Every winter, when the whales leave the Estuary, many of you wonder what goes on behind the closed doors of the CIMM: but what does the GREMM’s staff actually do in winter? Last week, we told you about the data analyses and research projects that were progressing well, as well as the activities carried out by the UMM. But research and the maintenance of our marine mammal emergency line are not GREMM’s only major undertakings. This week, discover what our educational teams do during the colder months!
Exciting educational projects for summer 2022
In winter, behind the closed doors of the CIMM, the now-busy team is already preparing for the return of the crowds. And this year, a big change is in the works! More precisely, the CIMM’s projection hall will be converted into an immersion room! This metamorphosis is due to the launch of the Window on Belugas project, which will allow the public to enter the fascinating universe of these animals in an unparalleled way, whether in real or delayed time. This activity will not be limited to Tadoussac, as three land-based observation sites – Pointe Noire, Baie Sainte-Marguerite and Gros Cacouna – will also be set up to offer visitors the opportunity to witness field research activities and interact with scientists on the job. In an effort to make sure that everything is ready come summer, project manager Marie Spehner has been working hard for months to train her team, acquire all the necessary equipment and develop educational content!
Winter is also the perfect time to update the CIMM exhibition and add new elements: we have a couple of nice little surprises in store for next summer’s visitors! Our chief naturalist Mélissa Greene has finished recruiting new naturalists, who are an essential link in offering visitors a high-quality experience in this one-of-a-kind museum in North America.
With renovations going well and the CIMM scheduled to reopen on May 14, we can hardly wait to share with you all the museum’s new features this year!
What about Whales Online?
We continue to inform you! Every week, we track marine mammal sightings in the St. Lawrence in our Observations of the Week column! And no matter what time of year it is or what kind of weather we’re having outside, we are always ready to field your questions and enjoy trying to answer them in a straightforward and accurate manner in Whale Q&A.
From time to time, the Field Notes section allows us to share the unique experiences of researchers who enjoy close encounters with whales. Biopsies of belugas in the St. Lawrence, observation of humpback whale ‘rumbas’ in Mexico, expeditions to the Azores… we love sharing with our readers what life is like out in the field!
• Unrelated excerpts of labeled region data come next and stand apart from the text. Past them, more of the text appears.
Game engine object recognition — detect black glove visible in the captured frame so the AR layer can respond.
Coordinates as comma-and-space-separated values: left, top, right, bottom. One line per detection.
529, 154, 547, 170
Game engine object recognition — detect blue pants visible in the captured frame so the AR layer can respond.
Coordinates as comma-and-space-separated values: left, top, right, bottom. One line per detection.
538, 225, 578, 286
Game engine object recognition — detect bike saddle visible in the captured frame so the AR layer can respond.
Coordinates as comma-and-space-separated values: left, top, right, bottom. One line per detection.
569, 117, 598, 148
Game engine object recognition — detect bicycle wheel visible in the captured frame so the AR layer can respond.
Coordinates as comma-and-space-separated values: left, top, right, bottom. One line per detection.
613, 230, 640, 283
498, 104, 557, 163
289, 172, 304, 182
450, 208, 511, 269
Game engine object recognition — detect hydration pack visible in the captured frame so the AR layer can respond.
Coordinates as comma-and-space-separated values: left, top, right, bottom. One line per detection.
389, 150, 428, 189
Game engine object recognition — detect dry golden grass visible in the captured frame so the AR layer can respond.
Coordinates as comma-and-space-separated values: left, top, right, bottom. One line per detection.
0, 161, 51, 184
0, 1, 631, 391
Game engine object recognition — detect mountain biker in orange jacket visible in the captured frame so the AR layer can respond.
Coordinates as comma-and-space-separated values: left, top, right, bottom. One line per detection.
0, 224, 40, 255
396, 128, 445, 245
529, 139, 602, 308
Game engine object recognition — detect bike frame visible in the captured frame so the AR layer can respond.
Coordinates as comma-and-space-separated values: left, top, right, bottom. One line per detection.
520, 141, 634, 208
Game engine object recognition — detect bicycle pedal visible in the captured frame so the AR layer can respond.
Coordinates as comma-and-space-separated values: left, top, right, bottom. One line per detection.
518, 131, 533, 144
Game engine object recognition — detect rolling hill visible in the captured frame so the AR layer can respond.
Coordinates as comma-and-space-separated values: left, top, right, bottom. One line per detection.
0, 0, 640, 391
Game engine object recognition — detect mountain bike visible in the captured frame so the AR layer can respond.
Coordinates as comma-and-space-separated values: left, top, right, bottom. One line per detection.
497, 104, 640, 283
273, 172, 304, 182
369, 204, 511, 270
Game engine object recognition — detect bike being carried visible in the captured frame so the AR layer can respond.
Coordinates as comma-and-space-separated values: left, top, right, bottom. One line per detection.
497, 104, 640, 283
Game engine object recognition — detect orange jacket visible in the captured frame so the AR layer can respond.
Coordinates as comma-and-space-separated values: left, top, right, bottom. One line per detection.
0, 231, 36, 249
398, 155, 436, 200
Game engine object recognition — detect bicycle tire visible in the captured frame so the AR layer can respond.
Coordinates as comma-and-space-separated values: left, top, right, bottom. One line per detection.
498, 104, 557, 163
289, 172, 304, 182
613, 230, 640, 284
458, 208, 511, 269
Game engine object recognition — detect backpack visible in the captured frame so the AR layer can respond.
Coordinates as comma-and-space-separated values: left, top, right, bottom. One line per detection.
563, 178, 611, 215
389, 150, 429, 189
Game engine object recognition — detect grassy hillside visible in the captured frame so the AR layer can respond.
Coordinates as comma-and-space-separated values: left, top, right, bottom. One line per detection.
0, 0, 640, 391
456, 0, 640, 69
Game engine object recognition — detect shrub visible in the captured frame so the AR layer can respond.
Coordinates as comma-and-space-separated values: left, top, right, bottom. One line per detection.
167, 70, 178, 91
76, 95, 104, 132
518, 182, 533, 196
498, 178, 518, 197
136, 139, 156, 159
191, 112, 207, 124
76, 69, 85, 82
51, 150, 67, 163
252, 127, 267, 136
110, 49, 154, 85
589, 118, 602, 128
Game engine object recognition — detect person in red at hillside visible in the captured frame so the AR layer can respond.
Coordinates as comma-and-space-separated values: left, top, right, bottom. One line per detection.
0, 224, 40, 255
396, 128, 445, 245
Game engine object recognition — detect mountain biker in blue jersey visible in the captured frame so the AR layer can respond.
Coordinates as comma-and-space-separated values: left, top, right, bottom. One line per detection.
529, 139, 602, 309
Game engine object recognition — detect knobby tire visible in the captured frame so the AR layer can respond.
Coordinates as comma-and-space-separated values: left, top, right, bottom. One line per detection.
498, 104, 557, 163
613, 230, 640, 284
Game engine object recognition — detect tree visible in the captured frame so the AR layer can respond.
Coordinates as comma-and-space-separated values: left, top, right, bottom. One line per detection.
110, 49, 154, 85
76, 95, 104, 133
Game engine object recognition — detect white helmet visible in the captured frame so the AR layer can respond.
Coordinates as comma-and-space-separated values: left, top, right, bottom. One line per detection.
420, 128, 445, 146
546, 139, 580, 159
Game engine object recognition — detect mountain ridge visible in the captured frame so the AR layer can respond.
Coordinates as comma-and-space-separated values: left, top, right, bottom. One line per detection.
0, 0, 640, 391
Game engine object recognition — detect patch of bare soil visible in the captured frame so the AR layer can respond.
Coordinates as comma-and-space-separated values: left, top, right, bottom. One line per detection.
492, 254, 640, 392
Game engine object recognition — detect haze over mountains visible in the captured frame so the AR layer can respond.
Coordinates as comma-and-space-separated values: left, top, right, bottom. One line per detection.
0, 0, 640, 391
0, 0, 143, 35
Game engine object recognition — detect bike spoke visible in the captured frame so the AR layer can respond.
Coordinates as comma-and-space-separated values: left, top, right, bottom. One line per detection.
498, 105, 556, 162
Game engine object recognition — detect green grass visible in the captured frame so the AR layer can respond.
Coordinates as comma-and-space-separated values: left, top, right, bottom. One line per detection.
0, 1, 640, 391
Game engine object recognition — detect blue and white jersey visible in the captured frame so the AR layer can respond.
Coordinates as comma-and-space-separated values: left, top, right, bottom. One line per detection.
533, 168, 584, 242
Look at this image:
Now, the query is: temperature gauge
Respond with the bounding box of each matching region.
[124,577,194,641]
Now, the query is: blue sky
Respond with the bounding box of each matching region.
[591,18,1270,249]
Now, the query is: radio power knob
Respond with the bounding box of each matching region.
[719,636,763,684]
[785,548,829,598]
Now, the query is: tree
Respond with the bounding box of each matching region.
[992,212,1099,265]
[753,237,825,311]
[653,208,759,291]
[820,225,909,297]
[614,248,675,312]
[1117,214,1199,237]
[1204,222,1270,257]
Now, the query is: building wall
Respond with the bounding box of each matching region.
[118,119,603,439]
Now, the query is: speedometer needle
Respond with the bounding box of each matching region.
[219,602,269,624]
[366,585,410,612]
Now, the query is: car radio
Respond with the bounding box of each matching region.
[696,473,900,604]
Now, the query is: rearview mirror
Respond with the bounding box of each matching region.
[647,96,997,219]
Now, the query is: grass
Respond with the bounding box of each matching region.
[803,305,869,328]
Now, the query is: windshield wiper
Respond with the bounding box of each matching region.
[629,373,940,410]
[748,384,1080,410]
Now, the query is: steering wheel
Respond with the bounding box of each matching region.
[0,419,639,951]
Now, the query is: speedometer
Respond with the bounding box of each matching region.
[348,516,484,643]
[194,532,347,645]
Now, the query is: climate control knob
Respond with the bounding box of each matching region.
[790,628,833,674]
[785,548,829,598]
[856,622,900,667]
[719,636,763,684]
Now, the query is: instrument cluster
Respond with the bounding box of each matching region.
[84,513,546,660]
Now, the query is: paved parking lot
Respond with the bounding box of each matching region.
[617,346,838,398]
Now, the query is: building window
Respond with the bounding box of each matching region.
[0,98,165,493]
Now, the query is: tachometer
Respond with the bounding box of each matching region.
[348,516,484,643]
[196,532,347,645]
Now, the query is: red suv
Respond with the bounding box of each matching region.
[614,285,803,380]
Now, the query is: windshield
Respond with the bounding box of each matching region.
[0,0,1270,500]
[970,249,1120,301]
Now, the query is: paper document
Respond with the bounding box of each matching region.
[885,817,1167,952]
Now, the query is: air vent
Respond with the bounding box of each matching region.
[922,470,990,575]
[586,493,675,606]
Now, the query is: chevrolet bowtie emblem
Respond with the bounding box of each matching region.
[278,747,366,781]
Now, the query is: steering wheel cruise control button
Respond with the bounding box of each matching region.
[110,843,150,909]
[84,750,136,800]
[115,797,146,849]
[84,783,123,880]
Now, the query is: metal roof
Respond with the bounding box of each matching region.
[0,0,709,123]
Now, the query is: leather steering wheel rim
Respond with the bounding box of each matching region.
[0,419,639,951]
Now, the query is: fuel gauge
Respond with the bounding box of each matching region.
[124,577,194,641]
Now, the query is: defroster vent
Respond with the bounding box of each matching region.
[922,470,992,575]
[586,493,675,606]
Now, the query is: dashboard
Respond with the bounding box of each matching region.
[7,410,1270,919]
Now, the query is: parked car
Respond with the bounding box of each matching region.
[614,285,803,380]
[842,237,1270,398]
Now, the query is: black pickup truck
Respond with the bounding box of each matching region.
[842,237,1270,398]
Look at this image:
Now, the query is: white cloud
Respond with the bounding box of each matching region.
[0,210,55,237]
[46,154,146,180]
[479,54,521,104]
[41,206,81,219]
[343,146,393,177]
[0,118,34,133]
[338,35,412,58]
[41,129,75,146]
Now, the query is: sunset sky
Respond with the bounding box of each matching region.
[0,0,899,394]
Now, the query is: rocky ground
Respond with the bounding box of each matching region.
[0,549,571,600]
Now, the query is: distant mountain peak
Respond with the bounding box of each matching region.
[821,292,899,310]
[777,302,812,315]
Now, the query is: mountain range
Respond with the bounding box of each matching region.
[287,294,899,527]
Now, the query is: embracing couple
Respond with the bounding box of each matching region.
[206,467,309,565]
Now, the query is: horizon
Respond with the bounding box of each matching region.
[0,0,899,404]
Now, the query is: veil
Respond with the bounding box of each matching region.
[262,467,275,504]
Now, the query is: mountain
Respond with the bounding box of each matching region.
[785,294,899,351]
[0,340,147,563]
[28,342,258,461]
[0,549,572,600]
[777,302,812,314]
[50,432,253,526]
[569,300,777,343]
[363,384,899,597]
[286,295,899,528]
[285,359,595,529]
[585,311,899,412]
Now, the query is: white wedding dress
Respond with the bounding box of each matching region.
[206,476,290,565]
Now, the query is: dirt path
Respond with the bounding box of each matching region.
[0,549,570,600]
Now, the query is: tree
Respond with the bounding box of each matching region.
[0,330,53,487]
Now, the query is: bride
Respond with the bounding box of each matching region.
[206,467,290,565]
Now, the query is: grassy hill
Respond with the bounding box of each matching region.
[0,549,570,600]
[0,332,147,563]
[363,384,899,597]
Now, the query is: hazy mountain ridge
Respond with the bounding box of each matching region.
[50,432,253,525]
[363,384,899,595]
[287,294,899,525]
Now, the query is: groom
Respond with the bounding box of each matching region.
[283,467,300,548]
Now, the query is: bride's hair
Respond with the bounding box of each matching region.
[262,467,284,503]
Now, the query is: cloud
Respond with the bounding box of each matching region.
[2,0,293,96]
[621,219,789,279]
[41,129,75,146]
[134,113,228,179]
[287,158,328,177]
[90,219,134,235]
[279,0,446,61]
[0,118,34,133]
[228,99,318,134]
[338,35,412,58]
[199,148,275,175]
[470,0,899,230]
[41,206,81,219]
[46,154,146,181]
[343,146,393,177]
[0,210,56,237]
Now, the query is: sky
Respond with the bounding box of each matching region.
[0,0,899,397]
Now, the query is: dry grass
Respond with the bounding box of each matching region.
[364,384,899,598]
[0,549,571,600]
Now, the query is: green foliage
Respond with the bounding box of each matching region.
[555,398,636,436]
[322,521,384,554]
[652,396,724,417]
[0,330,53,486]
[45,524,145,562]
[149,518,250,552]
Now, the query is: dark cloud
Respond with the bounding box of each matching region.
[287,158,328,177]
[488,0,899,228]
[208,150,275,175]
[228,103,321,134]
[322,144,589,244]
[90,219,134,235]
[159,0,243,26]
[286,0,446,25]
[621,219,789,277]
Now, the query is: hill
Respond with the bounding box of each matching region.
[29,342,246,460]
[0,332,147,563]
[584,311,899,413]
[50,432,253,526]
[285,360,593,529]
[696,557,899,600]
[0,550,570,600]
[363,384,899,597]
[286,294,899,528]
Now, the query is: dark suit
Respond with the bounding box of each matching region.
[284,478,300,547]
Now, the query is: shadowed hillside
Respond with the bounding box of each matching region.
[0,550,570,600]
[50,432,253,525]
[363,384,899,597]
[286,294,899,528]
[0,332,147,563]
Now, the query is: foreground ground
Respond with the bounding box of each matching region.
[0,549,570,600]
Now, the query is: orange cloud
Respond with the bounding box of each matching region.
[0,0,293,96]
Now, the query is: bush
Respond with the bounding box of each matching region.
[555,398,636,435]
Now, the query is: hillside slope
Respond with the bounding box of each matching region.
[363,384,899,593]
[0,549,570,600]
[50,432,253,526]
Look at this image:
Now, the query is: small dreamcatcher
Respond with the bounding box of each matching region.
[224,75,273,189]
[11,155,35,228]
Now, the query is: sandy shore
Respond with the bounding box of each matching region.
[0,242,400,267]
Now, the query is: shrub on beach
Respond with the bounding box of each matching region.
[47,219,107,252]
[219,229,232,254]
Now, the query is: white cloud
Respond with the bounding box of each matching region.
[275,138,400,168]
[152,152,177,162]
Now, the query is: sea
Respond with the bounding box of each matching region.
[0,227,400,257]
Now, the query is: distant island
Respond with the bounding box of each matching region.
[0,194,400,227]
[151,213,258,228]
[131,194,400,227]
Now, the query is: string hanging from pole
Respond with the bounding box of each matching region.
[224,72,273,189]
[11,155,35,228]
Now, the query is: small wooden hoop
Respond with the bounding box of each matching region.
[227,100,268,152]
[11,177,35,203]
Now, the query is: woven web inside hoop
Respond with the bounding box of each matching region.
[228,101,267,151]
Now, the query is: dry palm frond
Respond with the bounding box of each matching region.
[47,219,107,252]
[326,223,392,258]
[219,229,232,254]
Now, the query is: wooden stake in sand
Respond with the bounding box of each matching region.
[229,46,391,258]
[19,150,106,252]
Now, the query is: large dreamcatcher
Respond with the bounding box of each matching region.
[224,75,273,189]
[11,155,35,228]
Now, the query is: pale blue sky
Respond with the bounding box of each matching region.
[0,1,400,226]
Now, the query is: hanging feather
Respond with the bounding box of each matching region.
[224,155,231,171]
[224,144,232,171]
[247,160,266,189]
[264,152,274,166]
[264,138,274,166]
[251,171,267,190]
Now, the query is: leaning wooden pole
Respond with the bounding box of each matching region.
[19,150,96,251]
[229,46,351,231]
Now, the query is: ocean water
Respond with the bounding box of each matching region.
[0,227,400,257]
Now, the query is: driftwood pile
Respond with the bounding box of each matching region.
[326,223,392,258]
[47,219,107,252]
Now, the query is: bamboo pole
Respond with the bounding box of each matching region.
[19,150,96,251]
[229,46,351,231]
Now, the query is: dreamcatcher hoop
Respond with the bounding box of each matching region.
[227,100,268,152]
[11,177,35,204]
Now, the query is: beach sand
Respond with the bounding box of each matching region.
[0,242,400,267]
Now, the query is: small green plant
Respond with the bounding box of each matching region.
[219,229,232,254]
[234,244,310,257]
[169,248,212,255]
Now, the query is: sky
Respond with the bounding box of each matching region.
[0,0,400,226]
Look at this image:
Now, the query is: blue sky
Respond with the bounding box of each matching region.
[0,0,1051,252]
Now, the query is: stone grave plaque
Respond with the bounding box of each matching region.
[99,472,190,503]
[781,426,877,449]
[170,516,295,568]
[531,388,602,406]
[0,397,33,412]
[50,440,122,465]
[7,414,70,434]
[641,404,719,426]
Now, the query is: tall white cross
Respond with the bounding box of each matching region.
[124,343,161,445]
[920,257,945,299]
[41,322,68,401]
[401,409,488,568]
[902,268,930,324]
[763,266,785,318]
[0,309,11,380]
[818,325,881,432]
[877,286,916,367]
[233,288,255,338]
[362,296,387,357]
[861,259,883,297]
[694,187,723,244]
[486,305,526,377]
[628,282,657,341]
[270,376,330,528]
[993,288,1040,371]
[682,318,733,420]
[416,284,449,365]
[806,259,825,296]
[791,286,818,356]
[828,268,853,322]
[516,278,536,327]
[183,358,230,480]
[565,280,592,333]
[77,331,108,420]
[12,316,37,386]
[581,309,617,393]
We also collaborate hand in hand with the Marine Mammal Emergencies team to keep you in the loop regarding their interventions and the challenges they face in their work. We generally take the opportunity to answer questions frequently asked by the public wondering what to do if one should encounter a marine mammal carcass or an animal in difficulty.
Lastly, we keep a close eye on the latest happenings in the world of whales. Whatever the season, cetologists around the globe continue to relate their discoveries and one of our missions is to share them with you in our News column. How do we do it? Well, we read scientific articles and select the most interesting and relevant information. We even take the opportunity to speak directly with the researchers to better understand their findings. Then we attempt to summarize everything in easy-to-understand language by following a few simple steps!
We are also impatiently getting ready for summer! Because with the arrival of spring and the recent return of whales to the Estuary, another great season of whale tales is just over the horizon!